目次
ブックマーク
応援する
1
コメント
シェア
通報

第90話


「そうですね。九野さんの学業面での様子は分かりました。では、それ以外ではいかがでしたか? 例えば教室や部活動での様子など、何か思い当たることがあれば、教えていただきたいのですが」

「そうですね……。教室ではどちらかというと、大人しい子でした。休み時間はいつも音楽を聴いていて。一人で過ごしていることが多かったですね」

「そうですか。では、教室以外ではどうでしたか? 例えば部活動など。久野さんはどんな部活動に入られていましたか?」

「いえ、部活動には入っていませんでした。一年生のときからどの部にも所属していなくて。いわゆる帰宅部でしたね」

 都留たちの答えは、雫にもある程度想定ができたものだった。先の鑑別面接でも、友人や部活の話題はほとんど出てこなかった。

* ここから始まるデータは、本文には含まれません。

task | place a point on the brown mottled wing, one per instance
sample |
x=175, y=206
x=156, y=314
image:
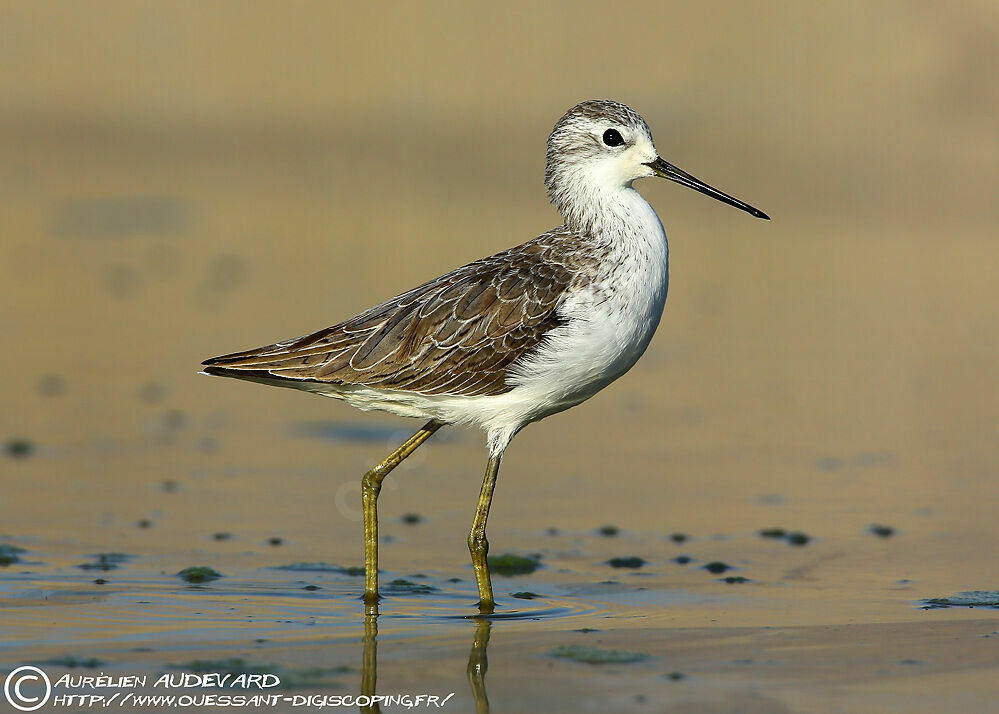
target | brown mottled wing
x=456, y=335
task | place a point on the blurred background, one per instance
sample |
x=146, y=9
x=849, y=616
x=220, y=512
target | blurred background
x=181, y=180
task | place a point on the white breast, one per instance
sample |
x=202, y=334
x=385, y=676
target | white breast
x=610, y=322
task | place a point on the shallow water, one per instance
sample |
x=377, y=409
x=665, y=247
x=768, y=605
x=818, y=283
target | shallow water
x=830, y=373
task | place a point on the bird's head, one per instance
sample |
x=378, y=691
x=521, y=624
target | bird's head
x=599, y=147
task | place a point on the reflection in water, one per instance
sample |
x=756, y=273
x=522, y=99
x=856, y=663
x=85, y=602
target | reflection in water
x=478, y=663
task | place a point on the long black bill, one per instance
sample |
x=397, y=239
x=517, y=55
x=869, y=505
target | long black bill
x=665, y=169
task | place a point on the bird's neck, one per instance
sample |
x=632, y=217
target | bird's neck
x=619, y=217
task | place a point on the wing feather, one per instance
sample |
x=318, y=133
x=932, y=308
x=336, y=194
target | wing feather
x=457, y=335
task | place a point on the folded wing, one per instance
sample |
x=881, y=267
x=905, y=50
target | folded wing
x=455, y=335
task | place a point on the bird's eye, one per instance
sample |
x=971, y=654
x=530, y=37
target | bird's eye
x=612, y=137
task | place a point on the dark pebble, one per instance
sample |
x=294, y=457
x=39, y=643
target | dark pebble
x=716, y=566
x=20, y=448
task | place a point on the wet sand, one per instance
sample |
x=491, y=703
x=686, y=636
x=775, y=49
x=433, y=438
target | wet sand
x=824, y=373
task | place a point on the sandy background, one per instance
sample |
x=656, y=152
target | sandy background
x=180, y=180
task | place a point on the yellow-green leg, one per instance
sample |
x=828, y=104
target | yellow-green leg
x=478, y=546
x=478, y=663
x=371, y=485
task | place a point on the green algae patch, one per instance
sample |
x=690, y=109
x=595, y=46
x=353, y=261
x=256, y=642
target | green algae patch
x=10, y=554
x=321, y=567
x=630, y=562
x=970, y=598
x=773, y=533
x=199, y=574
x=509, y=564
x=596, y=655
x=399, y=586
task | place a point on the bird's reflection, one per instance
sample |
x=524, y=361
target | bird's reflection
x=478, y=663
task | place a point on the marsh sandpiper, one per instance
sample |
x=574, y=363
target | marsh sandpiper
x=512, y=338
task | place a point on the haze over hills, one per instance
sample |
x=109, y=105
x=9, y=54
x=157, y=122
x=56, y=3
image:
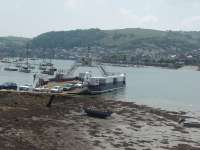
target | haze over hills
x=128, y=40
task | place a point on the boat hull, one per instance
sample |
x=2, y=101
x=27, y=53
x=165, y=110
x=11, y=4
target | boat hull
x=109, y=87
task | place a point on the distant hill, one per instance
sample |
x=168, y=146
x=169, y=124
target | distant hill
x=127, y=40
x=131, y=38
x=12, y=46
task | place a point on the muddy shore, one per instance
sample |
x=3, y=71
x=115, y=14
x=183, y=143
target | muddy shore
x=26, y=123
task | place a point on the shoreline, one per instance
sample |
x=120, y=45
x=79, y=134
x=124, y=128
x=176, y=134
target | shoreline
x=26, y=123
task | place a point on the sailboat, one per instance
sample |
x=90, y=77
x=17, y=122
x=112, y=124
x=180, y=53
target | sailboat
x=25, y=68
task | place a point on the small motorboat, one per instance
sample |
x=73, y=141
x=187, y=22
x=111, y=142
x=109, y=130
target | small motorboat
x=190, y=122
x=97, y=113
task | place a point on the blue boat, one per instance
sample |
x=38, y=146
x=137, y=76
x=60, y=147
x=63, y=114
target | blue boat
x=97, y=113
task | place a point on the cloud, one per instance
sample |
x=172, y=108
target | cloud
x=125, y=11
x=139, y=19
x=191, y=23
x=71, y=4
x=149, y=19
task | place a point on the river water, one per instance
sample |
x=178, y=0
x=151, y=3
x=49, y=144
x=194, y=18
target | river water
x=157, y=87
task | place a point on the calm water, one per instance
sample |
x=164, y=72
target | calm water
x=165, y=88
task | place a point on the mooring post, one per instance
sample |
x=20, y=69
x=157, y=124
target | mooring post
x=50, y=100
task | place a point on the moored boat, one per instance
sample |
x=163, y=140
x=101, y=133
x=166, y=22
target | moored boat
x=97, y=113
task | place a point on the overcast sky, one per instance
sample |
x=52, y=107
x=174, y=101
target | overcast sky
x=32, y=17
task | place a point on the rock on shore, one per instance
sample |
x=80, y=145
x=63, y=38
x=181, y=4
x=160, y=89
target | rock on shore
x=26, y=123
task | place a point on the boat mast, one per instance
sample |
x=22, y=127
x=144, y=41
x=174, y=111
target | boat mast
x=27, y=47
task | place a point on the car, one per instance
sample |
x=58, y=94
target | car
x=8, y=86
x=26, y=87
x=68, y=87
x=57, y=89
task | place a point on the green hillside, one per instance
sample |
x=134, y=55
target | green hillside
x=120, y=39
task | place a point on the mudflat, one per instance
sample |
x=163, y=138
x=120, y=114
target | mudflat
x=27, y=123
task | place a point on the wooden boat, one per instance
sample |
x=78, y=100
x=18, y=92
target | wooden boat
x=97, y=113
x=10, y=69
x=190, y=122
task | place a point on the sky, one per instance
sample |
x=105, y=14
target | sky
x=29, y=18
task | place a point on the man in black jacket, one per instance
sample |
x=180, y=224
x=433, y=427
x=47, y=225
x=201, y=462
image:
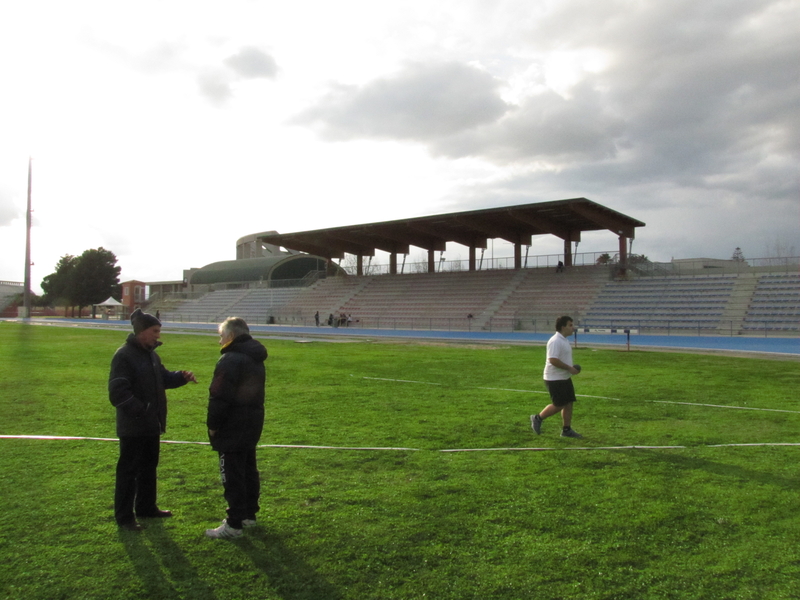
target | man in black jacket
x=235, y=420
x=136, y=387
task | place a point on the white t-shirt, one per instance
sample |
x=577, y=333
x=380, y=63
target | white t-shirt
x=557, y=347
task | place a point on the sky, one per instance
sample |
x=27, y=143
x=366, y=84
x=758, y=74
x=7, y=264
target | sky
x=166, y=130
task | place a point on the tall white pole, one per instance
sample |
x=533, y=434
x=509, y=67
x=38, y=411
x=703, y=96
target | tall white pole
x=27, y=292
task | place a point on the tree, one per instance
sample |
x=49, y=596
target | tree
x=83, y=280
x=604, y=259
x=96, y=277
x=58, y=286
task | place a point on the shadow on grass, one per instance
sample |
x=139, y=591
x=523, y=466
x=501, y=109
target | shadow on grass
x=163, y=569
x=734, y=471
x=289, y=575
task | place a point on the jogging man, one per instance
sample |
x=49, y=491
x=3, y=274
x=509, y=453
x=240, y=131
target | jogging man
x=558, y=372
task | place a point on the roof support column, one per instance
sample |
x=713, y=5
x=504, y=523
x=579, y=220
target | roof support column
x=623, y=253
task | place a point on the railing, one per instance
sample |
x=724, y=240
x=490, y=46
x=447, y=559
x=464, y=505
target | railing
x=481, y=264
x=644, y=268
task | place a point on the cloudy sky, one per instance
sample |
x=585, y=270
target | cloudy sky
x=164, y=131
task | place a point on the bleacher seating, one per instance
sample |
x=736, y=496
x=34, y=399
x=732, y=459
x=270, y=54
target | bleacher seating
x=543, y=296
x=694, y=303
x=438, y=301
x=775, y=304
x=507, y=299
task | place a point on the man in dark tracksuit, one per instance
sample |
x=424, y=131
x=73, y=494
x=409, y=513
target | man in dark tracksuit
x=235, y=420
x=136, y=387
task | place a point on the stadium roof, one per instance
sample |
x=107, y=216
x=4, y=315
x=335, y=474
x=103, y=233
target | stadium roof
x=269, y=268
x=565, y=219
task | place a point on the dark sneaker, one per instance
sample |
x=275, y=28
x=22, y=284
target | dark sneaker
x=536, y=423
x=570, y=433
x=158, y=514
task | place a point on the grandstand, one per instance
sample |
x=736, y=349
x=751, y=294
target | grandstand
x=287, y=278
x=520, y=299
x=775, y=304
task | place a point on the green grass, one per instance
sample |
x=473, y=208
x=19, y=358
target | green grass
x=695, y=522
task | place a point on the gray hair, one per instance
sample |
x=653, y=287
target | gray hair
x=233, y=327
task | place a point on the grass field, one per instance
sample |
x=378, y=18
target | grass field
x=580, y=519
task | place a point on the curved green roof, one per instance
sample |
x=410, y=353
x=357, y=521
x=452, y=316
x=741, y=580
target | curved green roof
x=267, y=268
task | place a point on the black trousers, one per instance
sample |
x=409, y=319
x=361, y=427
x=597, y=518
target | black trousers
x=136, y=478
x=242, y=485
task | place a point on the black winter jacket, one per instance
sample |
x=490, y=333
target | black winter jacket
x=236, y=396
x=136, y=387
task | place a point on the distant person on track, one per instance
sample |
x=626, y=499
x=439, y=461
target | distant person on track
x=558, y=372
x=136, y=388
x=235, y=420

 話すのも嫌だという可能性も雫は考慮していたのだが、都留たちの返事によって、話すことがなかったのだと分かる。

「なるほど。九野さんは一人で過ごすことが多かったんですね。となると、九野さんには友人や、普段話す相手はいたのでしょうか? 都留先生、担任から見ていかが思われますか?」

「そうですね。先ほども申した通り、九野さんは教室ではよく音楽を聴いていたので、他の生徒たちはなかなか話しかけづらかったのではないでしょうか。もちろん全ての瞬間を見られているわけではないのですが、私が見る限り九野さんは他の生徒とは、あまり話していませんでしたね」

 都留から直接聞いたことで、雫は久野が先日の初回面接で話したことに、確証が得られた気がした。やはり九野には、友人と呼べるような間柄の人間はいなかったのだ。一人自分の机に座って、音楽を聴くことでしか時間をやり過ごせなくて。

 そんな九野の心中はいかほどだっただろうかと、雫は察する。訊きづらいことも訊かなければならないと思えた。

「あの、お二方とも少しよろしいですか? こんなことを訊くのは大変心苦しいのですが、もしかして九野さんは誰とも話せないから、仕方なく音楽を聴いていたということはないでしょうか?」

「それはどういうことでしょうか?」

「例えば。例えば、ですよ。九野さんがうまくコミュニケーションを取れないあまりに、他の生徒から避けられていたということはないでしょうか?」

 そう訊いた瞬間、都留たちの眉間にはかすかに皺が寄った。都留が何を言っているのか分からないという風に、目を瞬かせている。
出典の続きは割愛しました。